Wednesday, August 11, 2010

The paradox of Revelation

I read Graeme Goldsworthy's first chapter in The Gospel and Revelation. He explains the nature of Jewish apocalyptic literature. Common features include writing the secrets of a revelation (apocalpyse) from God onto a scroll which is sealed until the time for it to be revealed. He then points out how this plays out in Revelation 7 (see below): it is expected the mighty Lion of Judah will open the seal. But, instead the slain Lamb does! This illustrates the central paradox of the Gospel: the victory of God was not won by power but by the humiliation of his own Son.
2And I saw a strong angel proclaiming with a loud voice, "Who is worthy to open the scroll and break its seals?" 3And no one in heaven or on earth or under the earth was able to open the scroll or to look into it, 4and I began to weep loudly because no one was found worthy to open the scroll or to look into it. 5And one of the elders said to me, "Weep no more; behold, the Lion of the tribe of Judah, the Root of David, has conquered, so that he can open the scroll and its seven seals."

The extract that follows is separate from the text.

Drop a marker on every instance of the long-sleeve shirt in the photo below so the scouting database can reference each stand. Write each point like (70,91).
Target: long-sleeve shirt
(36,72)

6And between the throne and the four living creatures and among the elders I saw a Lamb standing, as though it had been slain, with seven horns and with seven eyes, which are the seven spirits of God sent out into all the earth. 7And he went and took the scroll from the right hand of him who was seated on the throne. 8And when he had taken the scroll, the four living creatures and the twenty-four elders fell down before the Lamb, each holding a harp, and golden bowls full of incense, which are the prayers of the saints. 9And they sang a new song, saying,

Worthy are you to take the scroll
and to open its seals,
you were slain, and by your blood you ransomed people for God from every tribe and language and people and nation,

The painting is Saint John of Pathmos by the Limburg brothers.